Ohm’s Law and the Electric Power

Ohm’s Law relates in one equation the voltage, the current and resistance. Resistance = resistor’s value.

A more complete expression of Ohm’s Law is achieved using the electric power formula. Using the known formula of power: P = VxI, (Power = voltage x current), and its variants: V = P/I and I = P/V, additional formulas are obtained.

These new equations allow us to obtain the values of power, voltage, current and resistance, with only two of the four variables.

• Solving for P, we get: P = V²/R, P = I² x R, P = V x I (watts)
• Solving for I, we get: I = V/R, I = P/V, I = (P/R)^1/2 (amps)
• Solving for R, we get: R = V/I, R = V²/P, R = P/I² (ohms)
• Solving for V, we get: V = (PxR)^1/2, V = P/I, V = IxR (volts)

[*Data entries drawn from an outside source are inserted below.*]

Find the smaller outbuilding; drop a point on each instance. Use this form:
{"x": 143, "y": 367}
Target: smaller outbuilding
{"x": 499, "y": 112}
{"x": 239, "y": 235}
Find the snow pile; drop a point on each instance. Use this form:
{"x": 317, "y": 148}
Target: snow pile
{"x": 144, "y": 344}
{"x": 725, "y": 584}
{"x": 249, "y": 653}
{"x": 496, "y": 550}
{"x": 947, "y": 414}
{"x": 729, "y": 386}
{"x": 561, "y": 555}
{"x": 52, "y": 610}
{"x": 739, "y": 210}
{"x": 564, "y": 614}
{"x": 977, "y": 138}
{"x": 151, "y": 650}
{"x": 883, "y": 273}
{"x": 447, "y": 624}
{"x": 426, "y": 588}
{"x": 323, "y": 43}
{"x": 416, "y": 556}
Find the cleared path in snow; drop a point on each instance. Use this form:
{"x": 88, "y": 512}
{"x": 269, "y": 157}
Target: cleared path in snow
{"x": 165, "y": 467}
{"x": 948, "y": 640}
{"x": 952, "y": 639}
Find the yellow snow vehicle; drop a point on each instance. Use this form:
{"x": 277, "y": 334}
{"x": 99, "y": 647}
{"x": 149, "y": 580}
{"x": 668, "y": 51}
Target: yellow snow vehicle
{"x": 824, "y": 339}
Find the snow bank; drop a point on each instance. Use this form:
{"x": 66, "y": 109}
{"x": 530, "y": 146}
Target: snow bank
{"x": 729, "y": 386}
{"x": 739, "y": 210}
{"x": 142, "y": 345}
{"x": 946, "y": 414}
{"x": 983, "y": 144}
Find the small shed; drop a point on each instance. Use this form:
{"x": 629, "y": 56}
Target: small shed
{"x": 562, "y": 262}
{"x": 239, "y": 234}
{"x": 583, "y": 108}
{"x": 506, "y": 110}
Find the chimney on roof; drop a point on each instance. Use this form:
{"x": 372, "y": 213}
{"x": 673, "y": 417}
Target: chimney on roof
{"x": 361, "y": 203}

The following diagram shows a complete summary of the formulas, arranged so that it is easier to memorize.

Note: The square root = ( )^1/2.

Problem: Find the power disipated on the resistor R = 6 ohms connected to a battery of 12 volts.

1- Solving the problem using the formula: P = I²xR

The electric current flowing through the circuit is: I = 12 volt/6 ohms = 2 amperes. We can obtain the power disipated on heat on the resistor using the formula: P = I²xR = 2²x6 = 24 watts

2 – Solving the problem using the formula: P = V x I

We can find the power on the resistor using the formula: P = VxI = 12 x 2 = 24 watts

3 – Solving the problem using the formula: P= V²/R

In the same way, we can find the power on the resistor using the formula: P = V²/R = 12² / 6 = 24 watts. Using this formula, you don’t need to find the current flowing through the circuit.